También yo evité cualquier comentario, en realidad no pensaba en nada. Pero, un instante después, en mi cabeza se amontonaban todas las preguntas: ¿para trabajar? ¿en qué trabajas? ¿dónde trabajas? ¿por qué?

Comenzó él, sin que yo le hubiera preguntado nada.

– Me gusta disfrazarme de mujer. Empecé hace algunos años. Me encierro en mi cuarto, coloco la telecámara sobre la mesa y me disfrazo. Me gusta, me siento bien. Después me observo en la pantalla y… bueno… me excito… Y a veces me dejo ver en cam por alguien que me lo pide.

Un rubor espontáneo y potente se lo estaba tragando.

Un silencio ubicuo, sólo el rumor de la lluvia que caía del cielo, formando sutiles hilos metálicos que nos enjaulaban.

– ¿Te prostituyes? -pregunté, sin rodeos.

Asintió, cubriéndose en seguida el rostro con ambas manos.

– Meli, créeme, sólo hago servicios de boca, nada más. A veces alguno también me pide… darme por el culo, pero, te lo juro, no lo hago nunca… Es para pagarme los estudios, ya sabes que mis padres no pueden permitirse… -habría querido continuar, buscar alguna otra justificación.

Sé también que a él le gusta.

– No te lo reprocho, Ernesto -dije un momento después, concentrada en la ventana en cuyos cristales brillaban, nerviosas, las gotitas.

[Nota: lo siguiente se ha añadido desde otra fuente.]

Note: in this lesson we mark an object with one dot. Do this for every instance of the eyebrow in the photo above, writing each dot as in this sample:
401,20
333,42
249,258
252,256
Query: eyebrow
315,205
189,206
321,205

– Mira… cada uno elige su vida, lo dijiste tú mismo hace sólo unos minutos. A veces también los caminos tortuosos pueden ser intachables, y viceversa. Lo importante es que seamos fieles a nosotros mismos y a nuestros sueños, porque sólo así podremos decir que hemos elegido lo mejor. Dicho esto, ahora lo que quiero saber es por qué lo haces… de verdad.

Fui hipócrita, lo sé.

Me miró con ojos tiernos y desbocados de preguntas. Luego dijo:

– ¿Y tú, por qué lo haces?

No respondí, pero mi silencio era elocuente. Mi conciencia aullaba a tales decibelios que, para tenerla a raya, le dije con toda espontaneidad, sin avergonzarme:

– ¿Por qué no te disfrazas para mí?

– ¿Y ahora por qué me pides eso?

Ni yo lo sabía.

Un poco cohibida le dije, en un susurro:

– Porque hay belleza en descubrir dos identidades en un cuerpo: hombre y mujer en la misma piel. Otro secreto: me excita. Incluso mucho. Y luego, perdona… pero es algo que nos apetece a los dos, nadie nos obliga. Un placer nunca puede ser un error, ¿no?

Veía su paquete hincharse bajo los pantalones, pero todavía trataba de esconderlo.

– Está bien -dijo, lacónico.

Cogió del armario un vestido y una camiseta, que me lanzó.